The studios do need to start somewhere, though. Having worked the FCC for the better part of two years to secure a waiver of the selectable output control rules to close the analog hole on STBs in exchange for offering movies at home in the new window, it would be very poor form for them not to follow through on their end of it now (as should have been obvious to the exhibitors last year when the waiver was granted).
As it turns out, however, selectable output control may only be the start of the studios’ DRM demands around the premium VOD window. At the National Association of Broadcasters show in Las Vegas last week, Cryptography Research Inc., the company that developed (and later sold) what became the BD-plus DRM system for Blu-ray, was talking up CryptoFirewall, its hardware-based security “core” currently being implemented on a long list of CE and set-top-box SoC chips.
CRI describes CryptoFirewall as “a self-contained hardware security core designed to protect cryptographic keys and computations in a chip from attack even if surrounding components are compromised.”
According to the CRI folks at NAB, CryptoFirewall-enabled chips will begin appearing in STBs this fall. Much of the impetus for their deployment, it seems, is coming from the studios, who are pressing service providers to adopt the new security measures with the promise that more premium VOD content will be forthcoming.

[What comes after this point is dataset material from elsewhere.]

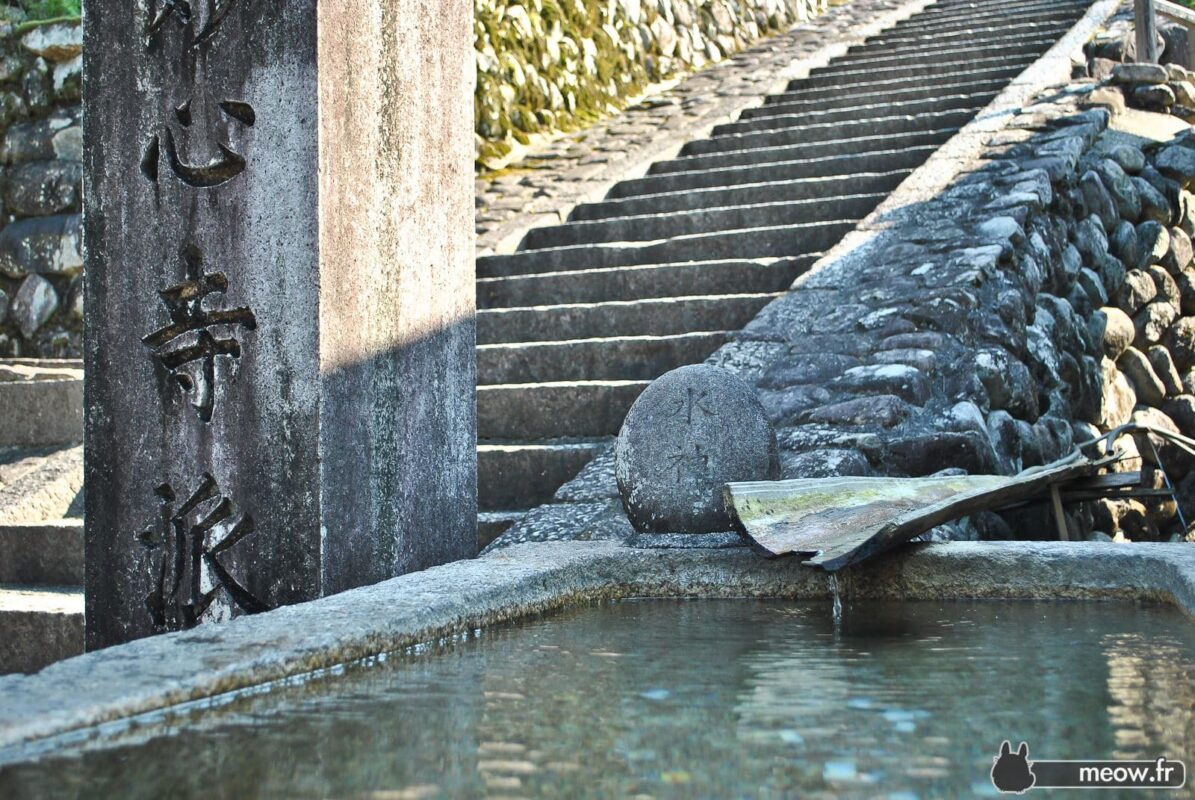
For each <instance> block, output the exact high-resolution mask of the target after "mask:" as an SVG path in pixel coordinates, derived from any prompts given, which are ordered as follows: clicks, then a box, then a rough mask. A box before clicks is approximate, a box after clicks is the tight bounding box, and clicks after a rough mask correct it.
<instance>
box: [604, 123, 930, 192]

Pay-TV providers are, of course, eager for that content. But swapping out boxes to get the new security enhancements into subscribers’ homes is very expensive because it involves both new equipment and many truck rolls to install the new boxes.

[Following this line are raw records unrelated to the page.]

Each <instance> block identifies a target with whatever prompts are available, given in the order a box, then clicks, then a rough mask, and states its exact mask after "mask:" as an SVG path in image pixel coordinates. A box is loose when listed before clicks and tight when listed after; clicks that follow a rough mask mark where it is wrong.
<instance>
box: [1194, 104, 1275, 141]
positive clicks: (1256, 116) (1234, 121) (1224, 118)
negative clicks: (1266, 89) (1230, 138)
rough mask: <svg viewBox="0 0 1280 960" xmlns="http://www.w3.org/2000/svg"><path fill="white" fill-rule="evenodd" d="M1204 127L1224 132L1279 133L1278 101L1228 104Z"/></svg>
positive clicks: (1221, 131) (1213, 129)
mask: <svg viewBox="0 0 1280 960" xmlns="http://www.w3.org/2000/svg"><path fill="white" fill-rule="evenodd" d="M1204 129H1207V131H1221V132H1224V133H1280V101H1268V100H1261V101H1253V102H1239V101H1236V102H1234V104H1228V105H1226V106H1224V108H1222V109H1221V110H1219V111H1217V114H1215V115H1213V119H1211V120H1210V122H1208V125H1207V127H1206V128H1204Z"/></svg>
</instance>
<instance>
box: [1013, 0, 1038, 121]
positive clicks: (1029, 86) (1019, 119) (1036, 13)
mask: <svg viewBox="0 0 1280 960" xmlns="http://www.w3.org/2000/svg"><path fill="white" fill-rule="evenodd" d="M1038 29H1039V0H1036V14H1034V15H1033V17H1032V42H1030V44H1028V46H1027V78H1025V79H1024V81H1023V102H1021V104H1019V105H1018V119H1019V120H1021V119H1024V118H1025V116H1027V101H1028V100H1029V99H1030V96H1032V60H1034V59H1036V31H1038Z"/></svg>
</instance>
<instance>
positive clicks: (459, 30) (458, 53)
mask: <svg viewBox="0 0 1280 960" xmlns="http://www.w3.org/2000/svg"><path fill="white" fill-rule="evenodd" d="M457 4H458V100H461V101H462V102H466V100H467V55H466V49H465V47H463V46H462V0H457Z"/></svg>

If I had to guess, I would say the studios are probably strongly suggesting to the service providers (if not quite explicitly promising) that they’re prepared to move the new VOD window up to 30 or 45 days for those providers that deploy the new security-enhanced boxes.
I don’t begrudge the studios their security, per se. I thought the selectable output waiver was a reasonable ask. But as I noted above, I think the studios need to be at 30 days now if the premium VOD window is really to be…well, premium. If they’re waiting for still-stronger DRM before going there they’d be making the same mistake they have made repeatedly (see Physical Media, High-Definition Rollout): letting their obsession with piracy dictate the business strategy.
ADDENDUM: Daily Variety is out today with a long interview with Warner Bros. Pictures Group president Jeff Robinov and Home Entertainment Group president Kevin Tsujihara. According to the execs, the studio’s research says that enough consumers will be willing to pay $30 at 60 days to make the new window successful:
“We gave ourselves the flexibility on the occasions when they do play out longer to not include them in the service,” Tsujihara said. “But we also did some market research on what consumers were willing to pay at what periods of time. And consumers came out very bullish on willing to pay a premium at 60 days.”
On the other hand, they also have some weird theory about wanting some people to balk at the $30 price:
The duo noted that part of the appeal of a $30 premium window lies in enhancing the value of new release theatricals in the public’s eye — in the face of increasingly widespread distribution of pics via cheaper subscription service Netflix and discount kiosk operator Redbox. Having some consumers balk at a steep $30 fee for some individuals was the point; Tsujihara asserted that the higher pricetag for pics would only help enhance the value of the product in theaters for some moviegoers…
“If you look at the things we think have devalued movies — and our company has been pretty upfront about this — we think that services like Netflix and dollar rentals like Redbox devalue from a consumer’s perspective the value of the movie,” [Tsujihara said]. “Re-establishing premium content at a premium price helps not only the prior window in theatrical but also ancillary markets afterwards.”
That sounds more like a rationalization than a strategy.